# Should I buy a 1999 Nissan Pathfinder?



## DEMENTED (Aug 31, 2010)

I found a 1999 Nissan Pathfinder LE 4WD with 77,000 miles. 

It looks good, it seems to be in good shape. 

What I am looking for in my car is: a 4WD, reliability, low maintenance cost, and most importantly it must be able to handle snow. 

I live in NYC and my Mustang just does not cut it during the winter. I will also be spending my winters in PA which gets a lot of snow. 

I love snowboarding and skiing so it needs to be able to get up a mountain or at least the base of it. 

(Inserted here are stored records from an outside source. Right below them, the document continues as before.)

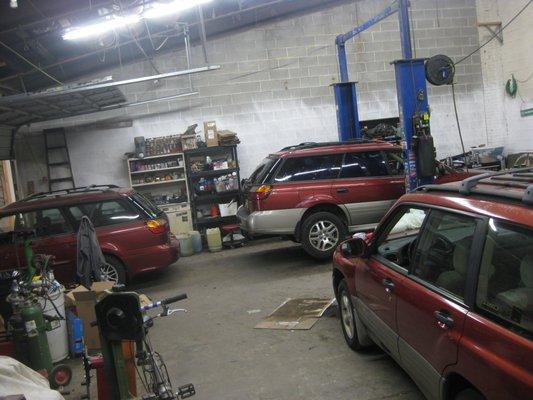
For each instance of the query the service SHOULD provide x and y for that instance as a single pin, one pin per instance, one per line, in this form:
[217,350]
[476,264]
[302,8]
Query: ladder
[57,160]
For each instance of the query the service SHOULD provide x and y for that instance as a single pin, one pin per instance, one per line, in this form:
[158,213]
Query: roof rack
[59,192]
[518,177]
[310,145]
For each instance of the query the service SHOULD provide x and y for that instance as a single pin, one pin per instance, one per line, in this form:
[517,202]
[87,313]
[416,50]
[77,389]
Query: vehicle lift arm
[411,91]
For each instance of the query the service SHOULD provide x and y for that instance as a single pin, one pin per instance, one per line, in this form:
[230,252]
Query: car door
[377,276]
[54,236]
[431,307]
[367,186]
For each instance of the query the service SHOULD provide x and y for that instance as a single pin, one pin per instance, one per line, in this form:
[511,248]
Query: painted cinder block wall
[273,87]
[499,61]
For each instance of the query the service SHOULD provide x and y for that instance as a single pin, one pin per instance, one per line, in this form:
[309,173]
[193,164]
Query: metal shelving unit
[199,200]
[178,212]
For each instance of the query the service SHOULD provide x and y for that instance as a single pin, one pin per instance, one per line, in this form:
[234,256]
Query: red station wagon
[133,232]
[445,286]
[315,193]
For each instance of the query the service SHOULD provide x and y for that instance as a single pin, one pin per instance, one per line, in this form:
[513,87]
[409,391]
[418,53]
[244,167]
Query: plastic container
[58,336]
[214,241]
[186,249]
[196,241]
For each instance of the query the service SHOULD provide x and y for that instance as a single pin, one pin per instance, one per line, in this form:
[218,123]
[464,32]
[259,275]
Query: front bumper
[270,222]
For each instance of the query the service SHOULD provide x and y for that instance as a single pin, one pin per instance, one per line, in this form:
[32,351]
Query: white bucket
[57,337]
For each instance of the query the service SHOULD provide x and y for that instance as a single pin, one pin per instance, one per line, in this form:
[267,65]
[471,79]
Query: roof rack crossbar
[528,195]
[468,183]
[69,191]
[309,145]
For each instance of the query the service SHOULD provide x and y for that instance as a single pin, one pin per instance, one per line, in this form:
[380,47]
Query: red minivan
[133,232]
[445,287]
[315,193]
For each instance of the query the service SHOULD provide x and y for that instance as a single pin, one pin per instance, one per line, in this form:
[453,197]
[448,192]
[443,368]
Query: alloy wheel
[324,235]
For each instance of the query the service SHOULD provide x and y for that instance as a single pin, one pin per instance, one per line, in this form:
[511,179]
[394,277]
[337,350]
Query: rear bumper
[270,222]
[153,258]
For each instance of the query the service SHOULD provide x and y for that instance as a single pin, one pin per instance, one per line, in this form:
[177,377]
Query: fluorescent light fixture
[115,22]
[159,10]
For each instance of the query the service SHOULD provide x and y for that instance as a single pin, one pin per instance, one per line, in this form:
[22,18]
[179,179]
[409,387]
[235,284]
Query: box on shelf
[228,209]
[84,300]
[188,142]
[211,134]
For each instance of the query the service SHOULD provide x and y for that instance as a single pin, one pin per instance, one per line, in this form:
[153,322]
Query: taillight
[263,191]
[260,193]
[156,226]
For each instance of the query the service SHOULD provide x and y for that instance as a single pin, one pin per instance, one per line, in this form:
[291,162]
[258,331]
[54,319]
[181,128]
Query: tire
[114,270]
[348,323]
[321,233]
[469,394]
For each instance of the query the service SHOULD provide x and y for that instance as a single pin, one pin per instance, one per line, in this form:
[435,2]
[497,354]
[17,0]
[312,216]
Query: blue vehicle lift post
[410,86]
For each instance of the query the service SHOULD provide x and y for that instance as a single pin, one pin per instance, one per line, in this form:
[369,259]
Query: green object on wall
[511,87]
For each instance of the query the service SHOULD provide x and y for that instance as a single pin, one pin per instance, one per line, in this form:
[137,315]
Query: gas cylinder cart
[29,295]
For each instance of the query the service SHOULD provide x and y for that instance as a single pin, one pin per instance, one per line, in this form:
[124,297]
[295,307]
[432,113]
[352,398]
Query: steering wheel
[443,244]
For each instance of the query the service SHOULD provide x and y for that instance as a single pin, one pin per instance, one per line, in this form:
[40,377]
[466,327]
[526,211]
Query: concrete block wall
[499,61]
[273,87]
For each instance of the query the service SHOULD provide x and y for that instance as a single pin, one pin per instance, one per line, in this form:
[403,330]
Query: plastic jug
[196,241]
[214,241]
[186,249]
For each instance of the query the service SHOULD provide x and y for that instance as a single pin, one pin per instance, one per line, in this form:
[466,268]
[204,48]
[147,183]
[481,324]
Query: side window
[505,282]
[441,257]
[357,165]
[395,162]
[399,237]
[45,222]
[104,213]
[309,168]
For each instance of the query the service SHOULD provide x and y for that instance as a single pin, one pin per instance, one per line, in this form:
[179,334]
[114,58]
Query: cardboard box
[211,133]
[85,300]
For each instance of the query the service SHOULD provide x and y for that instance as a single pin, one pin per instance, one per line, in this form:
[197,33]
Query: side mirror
[356,247]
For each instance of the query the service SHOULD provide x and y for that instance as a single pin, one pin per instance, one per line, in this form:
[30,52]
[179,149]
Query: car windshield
[262,170]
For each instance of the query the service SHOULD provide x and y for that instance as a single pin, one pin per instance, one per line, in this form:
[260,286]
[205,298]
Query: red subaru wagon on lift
[445,286]
[315,193]
[133,232]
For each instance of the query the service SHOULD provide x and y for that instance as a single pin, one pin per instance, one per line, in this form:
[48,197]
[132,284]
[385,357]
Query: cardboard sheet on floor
[298,314]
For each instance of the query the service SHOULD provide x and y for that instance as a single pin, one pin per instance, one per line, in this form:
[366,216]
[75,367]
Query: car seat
[454,281]
[520,299]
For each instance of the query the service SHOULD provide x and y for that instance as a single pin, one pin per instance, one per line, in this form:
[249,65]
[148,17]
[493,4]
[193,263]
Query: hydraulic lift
[419,153]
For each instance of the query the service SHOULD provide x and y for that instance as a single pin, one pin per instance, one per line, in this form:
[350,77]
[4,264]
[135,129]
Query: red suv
[133,233]
[445,286]
[315,193]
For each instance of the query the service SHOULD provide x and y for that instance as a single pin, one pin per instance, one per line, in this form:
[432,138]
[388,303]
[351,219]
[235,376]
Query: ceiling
[31,35]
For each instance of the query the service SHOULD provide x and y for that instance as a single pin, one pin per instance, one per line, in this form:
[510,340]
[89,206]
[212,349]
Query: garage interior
[180,101]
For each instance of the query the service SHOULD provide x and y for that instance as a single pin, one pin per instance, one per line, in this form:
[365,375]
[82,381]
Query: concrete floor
[215,346]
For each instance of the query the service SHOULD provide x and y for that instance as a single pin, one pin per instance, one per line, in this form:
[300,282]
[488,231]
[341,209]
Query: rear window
[45,222]
[262,170]
[146,204]
[505,282]
[103,213]
[311,168]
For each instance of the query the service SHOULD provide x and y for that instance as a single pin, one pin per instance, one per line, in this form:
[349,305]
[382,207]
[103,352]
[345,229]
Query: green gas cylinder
[35,326]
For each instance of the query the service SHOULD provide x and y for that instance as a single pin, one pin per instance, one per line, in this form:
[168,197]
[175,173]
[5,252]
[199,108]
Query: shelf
[209,150]
[146,171]
[154,157]
[214,220]
[215,197]
[211,173]
[157,183]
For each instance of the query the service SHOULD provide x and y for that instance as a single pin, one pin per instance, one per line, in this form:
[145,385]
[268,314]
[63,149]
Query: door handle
[444,320]
[389,285]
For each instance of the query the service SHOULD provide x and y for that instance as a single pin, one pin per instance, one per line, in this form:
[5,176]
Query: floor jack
[121,319]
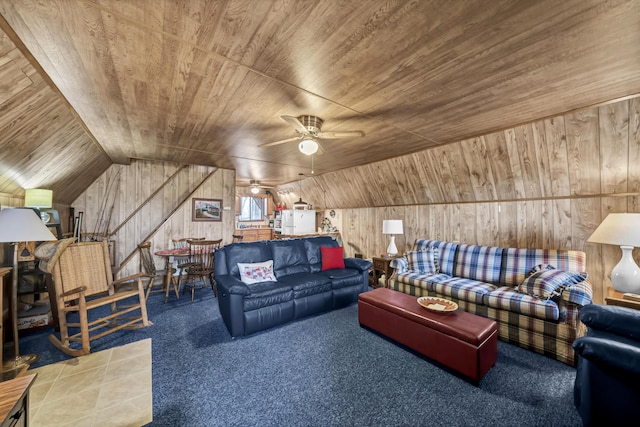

So is 1999 Nissan Pathfinder LE 4WD a good choice? 
Should I be aware of any problems with them?


----------



## CCPathfinder (Jul 20, 2010)

*I think it's a great buy*

In live in South Jersey and recently bought a 98 Pathfinder LE with 81,000 4x4. Greatest vehicle I ever bought, I am anxious to see how it handles in the snow but from what I have read is they handle really well. I guess it really depends what type of tires you have. I have all season on mine and being from Alaska, i am satisfied with all seasons.

So I would say you found a good buy


----------



## DEMENTED (Aug 31, 2010)

sweet

I am still looking for more input.


----------



## 01PathfinderLE (Aug 21, 2009)

In my opinion, having owned a 92 Pathfinder, a 99 Pathfinder and now a 2001 Pathfinder.... Look for a 2001 - 2005 Pathfinder with the "all mode" transfer case. The engine, transmission and transfer case are much improved over the previous models. Thats me just being picky though. I have loved every Pathfinder i have owned and you won't be dissappointed with it no matter the year. Good luck!


----------



## ya472 (Feb 10, 2010)

I love mine ! 


But each vehicle has its own personality. Some can be lemons, Dealership repairs are expensive, so find a good reliable mechanic, have him check it out.


----------



## piste (Dec 23, 2009)

Pathy's are great reliable vehicles IMO. HAd my 1997 since then. That 99 is low miles. However, I don't feel they are GREAT in the snow....good but not great. Search to find the thread about how people feel they do in the snow...from earlier this year. Compared to your mustang though it'd be much better.


----------



## C-DUB (Jul 27, 2007)

Love mine, but in a big city they are bad for gas. Extremely great in winter months though, LOTS of traction in 4x4 mode.


----------



## randomhero (Oct 24, 2008)

i have a 97 LE and i love it. never givin me any problems and all i have done to it is oil changes tires and recently did my struts. has 140000 miles on it and is still running strong. drive it about 150 miles every weekend and its reliable. thats my opinion. i9 dont have 4x4 nor do we get snow often is southern cali but i take it off roading and it hasnt let me down yet. hope that helps a little bit.


----------



## denv (Sep 10, 2010)

I bought a used pathfinder in 05 and it hasnt disspointed me yet. Its a very comfortable and reliable SUV with lots of cargo space. Solid reliable transportation, fun to drive, safe, but a little hard on gas. Be sure to get a third party inspection done. Although it might cost a bit of money now, in the end it will ultimately save you from future repairs. A professional inspection company will be able to identify any key problems to look out for and if the car is a good deal. I used aiMmobileinspections.com and my pathfinder is still going strong!


----------



## smj999smj (Jan 1, 2006)

They're a pretty good vehicle, handle okay in snow, but aren't great on gas and not big on power. IMO, the 2001 and up models with the 3.5L were much better. THey run smoother, have a lot more power and no worse, maybe better, in gas mileage.


----------



## westslope (Jun 25, 2008)

A recent vintage pathfinder is a large expensive vehicle for what you want to do.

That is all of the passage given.